We find that the gating residues are bulky and hydrophobic in most CYP3A4 substrate channels (Table 4). Schleinkofer et al.(21) pointed to V106 and K241 in CYP2C5 as the gate keepers of channel 2c. In contrast, in the channel 2c of CYP3A4, the gating residues are F108 and F241, despite the fact that the channel faces the hydrated cytosol. Li et al.(20) also observed that channel 2c in CYP2B1 is gated by two phenylalanine residues. They also pointed to a phenylalanine residue as the gate keeper of channel 2e in CYP2B1. Winn et al.(14) showed that CYPcam channel 2a is gated by F87 and F193, similar to our predicted gating mechanism. However, they observed different gating mechanisms for other bacterial P450s that include a positive arginine.
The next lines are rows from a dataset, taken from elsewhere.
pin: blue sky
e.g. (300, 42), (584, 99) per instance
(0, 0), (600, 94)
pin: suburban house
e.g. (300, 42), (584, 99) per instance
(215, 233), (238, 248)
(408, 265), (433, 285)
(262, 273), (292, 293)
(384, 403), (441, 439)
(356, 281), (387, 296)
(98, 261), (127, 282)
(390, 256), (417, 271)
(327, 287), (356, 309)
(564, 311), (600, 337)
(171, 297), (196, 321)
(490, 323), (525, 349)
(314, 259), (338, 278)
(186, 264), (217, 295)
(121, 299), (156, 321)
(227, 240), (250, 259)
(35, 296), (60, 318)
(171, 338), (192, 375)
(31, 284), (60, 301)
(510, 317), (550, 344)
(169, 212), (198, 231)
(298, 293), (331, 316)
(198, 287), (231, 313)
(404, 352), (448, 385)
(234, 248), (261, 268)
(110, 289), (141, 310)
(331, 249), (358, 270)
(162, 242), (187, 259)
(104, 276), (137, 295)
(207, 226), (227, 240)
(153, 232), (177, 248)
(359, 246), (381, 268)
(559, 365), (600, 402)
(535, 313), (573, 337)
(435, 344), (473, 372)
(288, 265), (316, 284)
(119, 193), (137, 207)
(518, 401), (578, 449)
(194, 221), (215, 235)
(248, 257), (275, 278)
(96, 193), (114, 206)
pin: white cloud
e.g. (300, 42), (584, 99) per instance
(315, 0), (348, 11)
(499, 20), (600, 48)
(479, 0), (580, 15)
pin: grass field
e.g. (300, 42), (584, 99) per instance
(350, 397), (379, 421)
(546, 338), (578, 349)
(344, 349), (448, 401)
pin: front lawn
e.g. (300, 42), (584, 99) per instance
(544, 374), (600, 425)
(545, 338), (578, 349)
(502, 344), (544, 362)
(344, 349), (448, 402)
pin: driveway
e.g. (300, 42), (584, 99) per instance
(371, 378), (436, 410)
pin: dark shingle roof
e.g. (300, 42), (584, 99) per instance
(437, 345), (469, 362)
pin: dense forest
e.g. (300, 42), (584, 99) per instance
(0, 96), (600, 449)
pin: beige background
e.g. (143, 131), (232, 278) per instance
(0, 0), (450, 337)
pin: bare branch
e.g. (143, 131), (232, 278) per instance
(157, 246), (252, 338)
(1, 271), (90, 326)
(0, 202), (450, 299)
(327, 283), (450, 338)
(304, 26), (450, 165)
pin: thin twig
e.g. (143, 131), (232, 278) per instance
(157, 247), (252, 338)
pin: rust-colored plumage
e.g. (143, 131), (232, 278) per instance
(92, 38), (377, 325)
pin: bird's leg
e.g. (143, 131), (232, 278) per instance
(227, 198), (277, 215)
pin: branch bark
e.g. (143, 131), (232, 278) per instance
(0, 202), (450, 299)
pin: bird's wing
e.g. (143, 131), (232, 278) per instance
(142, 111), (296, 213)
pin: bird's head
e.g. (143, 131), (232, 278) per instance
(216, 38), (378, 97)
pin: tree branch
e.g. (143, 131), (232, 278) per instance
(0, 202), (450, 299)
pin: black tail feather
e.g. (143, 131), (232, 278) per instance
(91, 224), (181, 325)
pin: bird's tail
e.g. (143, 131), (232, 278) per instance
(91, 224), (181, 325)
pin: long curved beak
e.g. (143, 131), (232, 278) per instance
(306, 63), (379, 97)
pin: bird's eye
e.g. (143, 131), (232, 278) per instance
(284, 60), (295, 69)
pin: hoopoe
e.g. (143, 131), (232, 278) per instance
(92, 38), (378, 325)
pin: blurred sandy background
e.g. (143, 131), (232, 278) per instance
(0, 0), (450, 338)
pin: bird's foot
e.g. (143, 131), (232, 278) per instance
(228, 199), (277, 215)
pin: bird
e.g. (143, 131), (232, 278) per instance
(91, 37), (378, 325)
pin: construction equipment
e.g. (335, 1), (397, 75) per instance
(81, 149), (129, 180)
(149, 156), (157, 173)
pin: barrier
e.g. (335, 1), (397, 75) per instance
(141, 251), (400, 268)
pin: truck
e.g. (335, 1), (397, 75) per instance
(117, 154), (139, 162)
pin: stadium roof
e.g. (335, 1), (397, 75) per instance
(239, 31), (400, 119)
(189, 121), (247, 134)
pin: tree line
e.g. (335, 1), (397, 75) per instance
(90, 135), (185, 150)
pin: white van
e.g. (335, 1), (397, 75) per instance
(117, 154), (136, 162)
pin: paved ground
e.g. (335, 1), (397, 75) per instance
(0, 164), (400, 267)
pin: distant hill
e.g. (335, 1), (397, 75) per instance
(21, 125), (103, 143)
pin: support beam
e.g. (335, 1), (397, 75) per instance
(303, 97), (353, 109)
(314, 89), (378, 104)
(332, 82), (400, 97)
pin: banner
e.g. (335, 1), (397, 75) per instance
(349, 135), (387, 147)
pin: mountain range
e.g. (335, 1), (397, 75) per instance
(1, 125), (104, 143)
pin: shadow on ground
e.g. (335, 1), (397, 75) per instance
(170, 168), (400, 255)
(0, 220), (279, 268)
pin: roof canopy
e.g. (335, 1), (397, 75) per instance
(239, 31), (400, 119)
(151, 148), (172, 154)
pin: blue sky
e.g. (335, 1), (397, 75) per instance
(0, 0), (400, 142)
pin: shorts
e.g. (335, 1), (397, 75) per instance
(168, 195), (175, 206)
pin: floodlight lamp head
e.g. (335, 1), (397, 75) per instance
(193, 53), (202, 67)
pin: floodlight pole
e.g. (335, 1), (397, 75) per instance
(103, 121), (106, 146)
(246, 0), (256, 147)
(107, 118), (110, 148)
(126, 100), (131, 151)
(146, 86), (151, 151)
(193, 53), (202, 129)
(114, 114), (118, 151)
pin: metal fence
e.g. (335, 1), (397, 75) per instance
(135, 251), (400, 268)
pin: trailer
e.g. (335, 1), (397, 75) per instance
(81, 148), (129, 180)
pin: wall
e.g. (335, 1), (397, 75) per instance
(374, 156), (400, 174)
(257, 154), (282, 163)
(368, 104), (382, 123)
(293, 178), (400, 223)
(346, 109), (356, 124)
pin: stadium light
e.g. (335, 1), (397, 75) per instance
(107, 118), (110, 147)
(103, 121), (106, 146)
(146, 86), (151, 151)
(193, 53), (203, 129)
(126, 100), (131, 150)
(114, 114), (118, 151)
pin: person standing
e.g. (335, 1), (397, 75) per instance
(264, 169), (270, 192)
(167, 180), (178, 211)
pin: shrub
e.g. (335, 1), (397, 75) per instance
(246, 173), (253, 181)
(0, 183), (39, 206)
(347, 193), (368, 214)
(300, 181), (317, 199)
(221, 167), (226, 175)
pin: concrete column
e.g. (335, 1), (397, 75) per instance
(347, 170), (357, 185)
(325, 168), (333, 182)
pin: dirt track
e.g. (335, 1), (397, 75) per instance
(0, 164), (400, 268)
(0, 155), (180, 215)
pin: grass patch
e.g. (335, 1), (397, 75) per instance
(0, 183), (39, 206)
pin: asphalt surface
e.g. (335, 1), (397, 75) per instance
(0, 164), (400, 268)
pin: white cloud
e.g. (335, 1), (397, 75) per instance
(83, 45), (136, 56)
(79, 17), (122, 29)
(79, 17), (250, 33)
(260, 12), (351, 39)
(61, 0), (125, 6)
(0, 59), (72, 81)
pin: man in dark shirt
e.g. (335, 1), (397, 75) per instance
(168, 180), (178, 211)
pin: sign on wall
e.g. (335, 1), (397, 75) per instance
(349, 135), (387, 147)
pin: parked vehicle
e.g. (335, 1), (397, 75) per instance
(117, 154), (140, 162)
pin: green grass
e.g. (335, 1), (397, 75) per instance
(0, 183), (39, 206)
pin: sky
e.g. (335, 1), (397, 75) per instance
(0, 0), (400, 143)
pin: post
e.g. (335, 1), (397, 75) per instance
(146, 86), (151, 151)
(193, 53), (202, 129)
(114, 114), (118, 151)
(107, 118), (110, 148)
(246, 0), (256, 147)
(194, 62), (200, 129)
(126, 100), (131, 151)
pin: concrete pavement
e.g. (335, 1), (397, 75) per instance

From all of the above and considering that the channels are part of the variable SRSs regions, the gating mechanisms are different for corresponding channels in different P450 isoforms. However, the phenylalanine gating mechanism exists in many P450s, which implies a nonspecific substrate channel.

Conclusions

We performed SMD simulations on CYP3A4 pulling out of its active site two products resulting from the hydroxylation of diazepam and testosterone. We identified several putative access channels connecting the active site to bulk solvent. We observed no single dominant channel in CYP3A4. For both temazepam and testosteron-6βOH, we observed a thermodynamic preference for exiting through channel 2e. In addition, testosteron-6βOH showed a low mechanical work profile while exiting through channel 3, which faces the cytosol as does channel 2e. The solvent channel was found to be the most flexible in CYP3A4 and is predicted to be a substrate/product channel as proposed earlier for other P450s.(52) Moreover, we found that the product shape and orientation after being oxidized determined the preferred channel from which it would exit. In the majority of the channels, the gate keepers are π-stacked phenylalanine residues; to exit, the product has to break this interaction. This gating mechanism is not conserved in P450s but exists in many isoforms and in different channels.

The versatility of the egress mechanism in CYP3A4 makes perfect sense, considering the fact that this isoform is promiscuous and oxidizes a great variety of substrates. This variety requires, in turn, a good number of egress pathways. We believe that these data will assist in identifying some structural determinants related to substrate specificity and in understanding drug metabolism and toxicity in CYP3A4.